Jika candrasa boleh menikam
Pastilah ibu akan tikam diri untuk ananda
Agar tahu bahwa cinta lebih dari batas ujung kota

Jika luka ananda menguak perih
Ananda yakin lukamu justru telah membusuk
hampir jadi bangkai
Hampir seribu perih dari ananda punya luka

Ananda berduka dan ibu punya beribu duka ananda

Ibu adalah air mengalir jadi muara
Ananda mandi di muara kasihmu ibu!
Bercengkrama memadu kasih
memercikkan air kasih sayang
Dan bertahan, dan bertahan
Tidak pulang sebelum malam
meletakkan diri di matamu
Tidak pulang sebelum dadamu jadi beku bagai tugu

Dan jika ananda pulang
Ibu sudah jadi bidadari
sambil hanyut dalam airmata ananda
Lalu ibu berpesan pada sisa tanggal yang rapuh
“Pulanglah. ibu akan jadi gurat di hatimu”
Dan ananda tak mungkin menampiknya
Dan ananda tak mungkin menampiknya


TENTANG PANDANGAN

Aku memandang
Terlihat pada matamu pagi memancar
Tapi hatiku malam bersandar

Tiada pelampiasan sebelum serbuk mimpi bersatu
Meski matamu belum segan padaku
Matamu itu menyakitkan!

Aku yang terlena aku yang dikecam diriku

Belum sampai aku
Belum juga dirimu
Apabila dirimu pun terlena
Maka kita sama mengecam diri kita

Hentikan!


PUJANGGA

Haruskah pujangga rasakan kelam
Termangu di kolam
Memegang kalam
Kemudian tenggelam dalam samudera penghayatan
Hanyut menyusur dalamnya kekakuan hidup
Beserta kesakitan yang terbendung
oleh keadilan yang terkurung

O, pujangga
O, kata juga kalimatnya
O, kesakitan yang merusak kemakmuran
O, keadilan yang dikurung kepentingan
O, pujangga
Menarilah dari kata ke kata
kalimat menuju kalimat

kemudian sakit yang sampai
kemudian mimpi keadilan yang sampai
kemudian telinga yang mendengar kesakitan kita

O, pujanggaku
O, pujanggamu
O, pujangga mereka
O, pujangga kita
O, pujangga
Bawa nyala gelora yang menjunjung keadilan
Bawa harapan
Bawa ke dalam sastramu
Biar kesakitan hancur
Biar keadilan menyalur
Biar kebahagiaan menyebar di sekitar penjuru
pojok ke pojok
pagi ke pagi
malam ke malam

Duhai pujangga
Segala sastramu seperti surat cinta kita

Dan kita berharap peluhmu selaras suara kita
Atas keadilan yang tersebar
yang terdengar

Betapa besar beban pujangga
harus terlena pada kesakitan rakyat yang lemah
harus terlena pada perjuangan keadilan
harus terlena pada segala kepedulian
Betapa besar beban pujangga


DALAM TERANG

Dalam terang
pangkal aroma
kebisingan seperti
pekik taswir yang
penuh gelora


Tentang Anugrah Gio Pratama
Anugrah Gio Pratama atau biasa disapa Nugi atau Gio lahir di Lamongan, 22 Juni 1999. Sekarang sedang menempuh pendidikan di perguruan tinggi Universitas Lambung Mangkurat Banjarmasin, Kalimantan Selatan.

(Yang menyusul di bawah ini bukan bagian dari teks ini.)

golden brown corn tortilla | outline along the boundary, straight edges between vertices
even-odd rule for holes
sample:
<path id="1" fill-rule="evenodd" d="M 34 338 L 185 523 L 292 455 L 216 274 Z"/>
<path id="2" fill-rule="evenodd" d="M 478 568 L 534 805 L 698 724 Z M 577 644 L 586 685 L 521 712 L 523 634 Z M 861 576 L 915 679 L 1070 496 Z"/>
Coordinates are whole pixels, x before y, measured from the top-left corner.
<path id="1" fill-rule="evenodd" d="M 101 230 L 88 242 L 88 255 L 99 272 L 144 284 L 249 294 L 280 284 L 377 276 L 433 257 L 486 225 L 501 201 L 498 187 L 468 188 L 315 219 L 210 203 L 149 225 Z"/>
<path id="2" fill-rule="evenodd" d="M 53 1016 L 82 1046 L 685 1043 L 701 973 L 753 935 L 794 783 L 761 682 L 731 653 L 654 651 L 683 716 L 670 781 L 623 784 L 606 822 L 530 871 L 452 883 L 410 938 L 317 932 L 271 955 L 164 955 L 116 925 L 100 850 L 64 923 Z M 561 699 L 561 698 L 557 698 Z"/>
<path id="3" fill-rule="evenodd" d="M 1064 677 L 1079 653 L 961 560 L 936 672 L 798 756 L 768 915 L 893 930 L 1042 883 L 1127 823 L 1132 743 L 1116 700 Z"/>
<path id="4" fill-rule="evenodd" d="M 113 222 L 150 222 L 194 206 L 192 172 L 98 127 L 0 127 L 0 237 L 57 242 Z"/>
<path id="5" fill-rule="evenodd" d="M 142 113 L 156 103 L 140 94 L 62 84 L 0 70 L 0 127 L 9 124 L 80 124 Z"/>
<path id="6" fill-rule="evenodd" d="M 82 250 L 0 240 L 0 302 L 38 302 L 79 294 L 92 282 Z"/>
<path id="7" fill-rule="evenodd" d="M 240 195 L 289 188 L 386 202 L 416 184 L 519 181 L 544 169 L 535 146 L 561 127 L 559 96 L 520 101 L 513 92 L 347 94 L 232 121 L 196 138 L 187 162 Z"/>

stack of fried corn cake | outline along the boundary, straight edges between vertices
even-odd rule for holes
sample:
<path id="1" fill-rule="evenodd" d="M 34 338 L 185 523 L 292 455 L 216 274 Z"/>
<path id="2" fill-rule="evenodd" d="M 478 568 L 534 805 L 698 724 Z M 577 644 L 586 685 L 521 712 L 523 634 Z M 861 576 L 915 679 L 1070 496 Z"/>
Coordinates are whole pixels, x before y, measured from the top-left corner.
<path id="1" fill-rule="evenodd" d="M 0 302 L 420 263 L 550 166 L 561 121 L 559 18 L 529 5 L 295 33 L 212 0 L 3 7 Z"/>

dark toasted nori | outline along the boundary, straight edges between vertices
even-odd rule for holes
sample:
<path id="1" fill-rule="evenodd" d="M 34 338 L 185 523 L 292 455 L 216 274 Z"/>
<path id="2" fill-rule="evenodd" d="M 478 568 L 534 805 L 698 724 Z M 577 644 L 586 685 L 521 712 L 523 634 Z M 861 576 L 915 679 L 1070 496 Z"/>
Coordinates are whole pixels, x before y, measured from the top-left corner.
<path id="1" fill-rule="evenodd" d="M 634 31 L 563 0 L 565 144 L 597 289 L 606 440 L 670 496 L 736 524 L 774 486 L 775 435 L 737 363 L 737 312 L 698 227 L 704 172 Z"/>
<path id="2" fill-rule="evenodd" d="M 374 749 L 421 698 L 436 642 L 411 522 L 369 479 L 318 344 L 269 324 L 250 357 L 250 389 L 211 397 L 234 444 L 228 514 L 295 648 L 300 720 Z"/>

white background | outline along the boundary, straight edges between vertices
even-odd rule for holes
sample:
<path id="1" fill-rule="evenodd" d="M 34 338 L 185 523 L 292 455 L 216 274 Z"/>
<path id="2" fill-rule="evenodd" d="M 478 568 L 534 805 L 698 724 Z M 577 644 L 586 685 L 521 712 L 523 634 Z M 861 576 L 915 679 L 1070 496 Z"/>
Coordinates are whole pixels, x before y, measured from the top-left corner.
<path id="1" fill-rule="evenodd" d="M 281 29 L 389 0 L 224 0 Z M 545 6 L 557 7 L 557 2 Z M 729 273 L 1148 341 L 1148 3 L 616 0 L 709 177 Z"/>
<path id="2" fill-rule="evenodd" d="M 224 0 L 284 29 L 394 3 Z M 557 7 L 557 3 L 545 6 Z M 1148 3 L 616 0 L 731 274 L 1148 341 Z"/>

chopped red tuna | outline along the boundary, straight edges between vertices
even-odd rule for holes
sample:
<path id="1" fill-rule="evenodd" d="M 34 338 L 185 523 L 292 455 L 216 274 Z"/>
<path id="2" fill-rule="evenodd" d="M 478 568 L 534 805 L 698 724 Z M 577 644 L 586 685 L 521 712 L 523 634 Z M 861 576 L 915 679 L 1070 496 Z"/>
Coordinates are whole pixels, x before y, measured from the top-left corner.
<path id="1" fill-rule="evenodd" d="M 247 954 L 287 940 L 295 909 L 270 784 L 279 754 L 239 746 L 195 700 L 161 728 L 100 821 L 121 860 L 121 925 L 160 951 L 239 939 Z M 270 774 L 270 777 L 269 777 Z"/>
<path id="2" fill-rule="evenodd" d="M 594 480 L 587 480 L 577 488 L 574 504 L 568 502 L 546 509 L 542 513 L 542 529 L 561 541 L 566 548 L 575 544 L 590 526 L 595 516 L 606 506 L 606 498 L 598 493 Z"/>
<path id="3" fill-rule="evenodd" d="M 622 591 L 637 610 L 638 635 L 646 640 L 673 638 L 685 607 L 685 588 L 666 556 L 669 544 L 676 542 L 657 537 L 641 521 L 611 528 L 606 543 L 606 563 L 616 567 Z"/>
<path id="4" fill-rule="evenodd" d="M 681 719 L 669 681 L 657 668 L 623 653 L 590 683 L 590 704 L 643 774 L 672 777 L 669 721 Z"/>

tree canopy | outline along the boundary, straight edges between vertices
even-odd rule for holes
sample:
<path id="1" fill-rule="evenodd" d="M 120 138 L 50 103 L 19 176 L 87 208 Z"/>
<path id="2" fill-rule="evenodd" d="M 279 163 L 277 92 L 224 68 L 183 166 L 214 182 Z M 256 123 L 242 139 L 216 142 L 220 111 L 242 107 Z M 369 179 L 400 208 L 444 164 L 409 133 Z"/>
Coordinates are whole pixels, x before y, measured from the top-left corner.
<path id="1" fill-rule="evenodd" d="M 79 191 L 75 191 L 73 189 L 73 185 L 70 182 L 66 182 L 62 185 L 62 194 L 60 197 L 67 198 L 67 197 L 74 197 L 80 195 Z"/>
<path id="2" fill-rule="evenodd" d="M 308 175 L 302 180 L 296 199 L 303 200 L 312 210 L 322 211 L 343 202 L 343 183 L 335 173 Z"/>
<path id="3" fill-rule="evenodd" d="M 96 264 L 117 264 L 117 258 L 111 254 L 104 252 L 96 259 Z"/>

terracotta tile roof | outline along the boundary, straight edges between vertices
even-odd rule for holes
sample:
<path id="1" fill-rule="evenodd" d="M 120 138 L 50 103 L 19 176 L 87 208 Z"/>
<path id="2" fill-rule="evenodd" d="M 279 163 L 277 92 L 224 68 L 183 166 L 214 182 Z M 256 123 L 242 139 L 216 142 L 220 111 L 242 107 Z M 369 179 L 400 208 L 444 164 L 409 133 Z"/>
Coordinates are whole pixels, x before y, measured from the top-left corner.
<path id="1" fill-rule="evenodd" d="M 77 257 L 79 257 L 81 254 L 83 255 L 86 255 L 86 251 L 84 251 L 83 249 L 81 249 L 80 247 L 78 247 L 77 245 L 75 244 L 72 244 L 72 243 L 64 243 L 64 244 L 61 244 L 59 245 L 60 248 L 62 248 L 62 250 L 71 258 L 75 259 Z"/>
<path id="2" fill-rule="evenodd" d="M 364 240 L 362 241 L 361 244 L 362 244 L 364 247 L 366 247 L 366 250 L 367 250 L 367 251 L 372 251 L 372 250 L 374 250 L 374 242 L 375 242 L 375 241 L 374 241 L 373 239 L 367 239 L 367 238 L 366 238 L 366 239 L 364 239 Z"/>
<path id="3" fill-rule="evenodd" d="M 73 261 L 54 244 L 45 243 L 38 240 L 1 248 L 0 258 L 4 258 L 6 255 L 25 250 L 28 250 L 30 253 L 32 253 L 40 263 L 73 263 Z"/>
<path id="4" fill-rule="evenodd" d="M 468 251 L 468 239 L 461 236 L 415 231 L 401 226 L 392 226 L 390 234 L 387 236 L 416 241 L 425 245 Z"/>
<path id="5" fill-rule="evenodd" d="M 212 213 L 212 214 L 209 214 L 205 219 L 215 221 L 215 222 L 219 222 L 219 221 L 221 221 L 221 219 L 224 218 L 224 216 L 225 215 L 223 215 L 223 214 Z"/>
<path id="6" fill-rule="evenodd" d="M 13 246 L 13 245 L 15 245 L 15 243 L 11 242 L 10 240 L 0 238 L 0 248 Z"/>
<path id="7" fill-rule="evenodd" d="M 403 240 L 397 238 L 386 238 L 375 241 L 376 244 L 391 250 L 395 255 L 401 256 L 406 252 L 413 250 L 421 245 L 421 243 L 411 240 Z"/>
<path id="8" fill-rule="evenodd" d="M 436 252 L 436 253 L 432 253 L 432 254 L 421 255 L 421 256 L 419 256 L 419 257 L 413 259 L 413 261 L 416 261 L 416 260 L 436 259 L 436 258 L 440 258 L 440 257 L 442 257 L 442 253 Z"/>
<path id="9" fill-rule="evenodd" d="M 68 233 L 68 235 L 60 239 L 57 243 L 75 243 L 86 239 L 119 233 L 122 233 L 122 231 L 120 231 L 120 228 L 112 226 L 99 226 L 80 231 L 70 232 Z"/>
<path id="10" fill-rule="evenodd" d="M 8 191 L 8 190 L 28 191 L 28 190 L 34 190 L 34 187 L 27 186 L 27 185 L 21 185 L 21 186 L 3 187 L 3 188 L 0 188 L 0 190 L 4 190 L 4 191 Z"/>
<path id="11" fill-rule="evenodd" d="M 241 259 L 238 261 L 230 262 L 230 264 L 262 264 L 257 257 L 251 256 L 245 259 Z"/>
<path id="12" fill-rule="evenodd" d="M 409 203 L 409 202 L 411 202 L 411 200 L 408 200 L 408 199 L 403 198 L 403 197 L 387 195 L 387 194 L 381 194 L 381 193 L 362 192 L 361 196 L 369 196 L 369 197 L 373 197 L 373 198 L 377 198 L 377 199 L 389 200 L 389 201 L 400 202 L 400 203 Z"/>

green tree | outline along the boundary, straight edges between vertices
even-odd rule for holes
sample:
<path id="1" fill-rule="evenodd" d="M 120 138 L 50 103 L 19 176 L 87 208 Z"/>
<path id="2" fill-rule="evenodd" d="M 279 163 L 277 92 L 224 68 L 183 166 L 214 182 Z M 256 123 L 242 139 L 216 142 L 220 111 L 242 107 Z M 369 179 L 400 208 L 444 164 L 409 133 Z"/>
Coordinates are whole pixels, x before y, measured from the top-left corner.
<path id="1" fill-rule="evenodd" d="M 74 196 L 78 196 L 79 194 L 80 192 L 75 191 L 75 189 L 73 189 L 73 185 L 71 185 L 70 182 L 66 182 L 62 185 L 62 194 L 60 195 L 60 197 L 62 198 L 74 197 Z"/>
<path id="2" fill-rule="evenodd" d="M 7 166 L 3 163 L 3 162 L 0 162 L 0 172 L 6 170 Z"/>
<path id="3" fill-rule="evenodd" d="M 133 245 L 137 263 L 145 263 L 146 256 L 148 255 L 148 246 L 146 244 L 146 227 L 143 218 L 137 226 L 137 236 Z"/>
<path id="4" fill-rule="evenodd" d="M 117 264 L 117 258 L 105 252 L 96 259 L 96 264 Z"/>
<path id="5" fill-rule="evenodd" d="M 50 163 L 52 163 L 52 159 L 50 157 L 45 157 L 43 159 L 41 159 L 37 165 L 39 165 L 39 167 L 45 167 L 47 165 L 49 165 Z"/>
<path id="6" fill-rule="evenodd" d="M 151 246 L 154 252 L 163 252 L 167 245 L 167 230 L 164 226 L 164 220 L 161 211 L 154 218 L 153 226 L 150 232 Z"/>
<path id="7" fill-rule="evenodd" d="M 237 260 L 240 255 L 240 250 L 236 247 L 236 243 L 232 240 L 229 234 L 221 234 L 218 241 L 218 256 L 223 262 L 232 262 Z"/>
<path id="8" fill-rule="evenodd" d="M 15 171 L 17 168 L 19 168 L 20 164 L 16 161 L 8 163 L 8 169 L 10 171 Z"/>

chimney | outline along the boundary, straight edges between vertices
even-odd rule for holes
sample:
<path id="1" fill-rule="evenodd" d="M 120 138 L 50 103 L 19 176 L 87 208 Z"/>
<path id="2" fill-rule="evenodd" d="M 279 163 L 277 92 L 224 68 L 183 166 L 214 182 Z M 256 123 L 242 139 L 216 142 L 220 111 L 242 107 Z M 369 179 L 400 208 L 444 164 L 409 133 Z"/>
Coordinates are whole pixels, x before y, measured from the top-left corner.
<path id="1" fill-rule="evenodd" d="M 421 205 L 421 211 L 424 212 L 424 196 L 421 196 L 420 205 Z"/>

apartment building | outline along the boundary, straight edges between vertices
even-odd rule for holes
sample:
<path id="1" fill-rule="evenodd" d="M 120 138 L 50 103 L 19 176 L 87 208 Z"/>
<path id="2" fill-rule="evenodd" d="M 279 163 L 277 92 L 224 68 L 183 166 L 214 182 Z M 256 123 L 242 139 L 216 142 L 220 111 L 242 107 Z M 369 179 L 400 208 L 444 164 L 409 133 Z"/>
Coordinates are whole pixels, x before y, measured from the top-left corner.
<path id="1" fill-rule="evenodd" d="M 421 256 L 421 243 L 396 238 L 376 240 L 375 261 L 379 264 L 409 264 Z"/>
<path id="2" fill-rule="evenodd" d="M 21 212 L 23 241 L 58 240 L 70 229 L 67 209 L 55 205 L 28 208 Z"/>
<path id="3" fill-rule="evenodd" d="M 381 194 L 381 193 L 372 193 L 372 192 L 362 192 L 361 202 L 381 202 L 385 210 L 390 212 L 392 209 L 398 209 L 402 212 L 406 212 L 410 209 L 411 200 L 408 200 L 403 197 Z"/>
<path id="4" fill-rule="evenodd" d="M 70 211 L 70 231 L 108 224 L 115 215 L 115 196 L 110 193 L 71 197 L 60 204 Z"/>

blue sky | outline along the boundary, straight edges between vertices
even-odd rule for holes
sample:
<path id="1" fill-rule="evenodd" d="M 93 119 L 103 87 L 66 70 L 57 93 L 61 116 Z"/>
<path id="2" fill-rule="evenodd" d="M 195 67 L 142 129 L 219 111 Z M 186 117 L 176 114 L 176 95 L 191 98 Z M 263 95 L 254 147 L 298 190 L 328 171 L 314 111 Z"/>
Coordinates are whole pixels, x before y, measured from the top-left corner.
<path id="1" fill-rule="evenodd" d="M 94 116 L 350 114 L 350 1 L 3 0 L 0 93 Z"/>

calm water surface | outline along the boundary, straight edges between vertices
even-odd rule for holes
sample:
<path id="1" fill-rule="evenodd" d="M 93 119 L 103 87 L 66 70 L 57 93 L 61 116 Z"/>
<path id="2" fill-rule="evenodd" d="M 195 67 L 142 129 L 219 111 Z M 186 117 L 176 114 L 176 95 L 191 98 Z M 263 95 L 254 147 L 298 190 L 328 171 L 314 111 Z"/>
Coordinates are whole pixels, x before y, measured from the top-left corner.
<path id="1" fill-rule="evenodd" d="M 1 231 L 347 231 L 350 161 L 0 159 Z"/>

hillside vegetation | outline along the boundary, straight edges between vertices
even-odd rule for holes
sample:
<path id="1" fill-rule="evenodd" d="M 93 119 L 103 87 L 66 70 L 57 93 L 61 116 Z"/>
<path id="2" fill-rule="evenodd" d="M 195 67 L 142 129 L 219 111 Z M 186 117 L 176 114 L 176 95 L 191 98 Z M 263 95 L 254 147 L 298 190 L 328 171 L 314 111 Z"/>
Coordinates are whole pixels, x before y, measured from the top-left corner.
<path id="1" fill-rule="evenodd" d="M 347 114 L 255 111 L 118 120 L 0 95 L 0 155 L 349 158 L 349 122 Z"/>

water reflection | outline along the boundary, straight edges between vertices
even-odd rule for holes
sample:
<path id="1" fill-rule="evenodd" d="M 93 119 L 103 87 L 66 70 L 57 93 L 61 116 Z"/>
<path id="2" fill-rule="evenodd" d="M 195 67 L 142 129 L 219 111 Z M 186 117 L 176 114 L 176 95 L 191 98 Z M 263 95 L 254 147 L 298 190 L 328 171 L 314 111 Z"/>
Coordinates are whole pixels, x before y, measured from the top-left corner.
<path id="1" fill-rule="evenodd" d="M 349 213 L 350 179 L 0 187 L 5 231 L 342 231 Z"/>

Mengambil program studi Pendidikan Bahasa dan Sastra Indonesia di perguruan tinggi tersebut. Karya-karyanya yang telah terbit antara lain: Ini Puisi Apaan Sih? (2018).


Catatan Lain

Masih kuliah dan mencetak dua buku puisi. Muhammad Daffa juga begitu, mungkin ada yang lain juga. Apa sih yang bisa kita harapkan? Agar ia menulis puisi yang lebih bagus lagi, atau menerbitkan buku kumpulan puisi lagi, di kemudian hari? Jika ia berhenti atau terus berjalan, apa masalahnya bagi kita? Apakah kita pembaca yang ingin terkejut dengan puisi? Apakah itu pertanda bahwa kita senantiasa memiliki harapan untuk mencintai sepotong puisi dari seseorang? Apakah puisi merasa bahwa ia kita cintai? Apakah puisi dapat memeluk kita yang murung ini? 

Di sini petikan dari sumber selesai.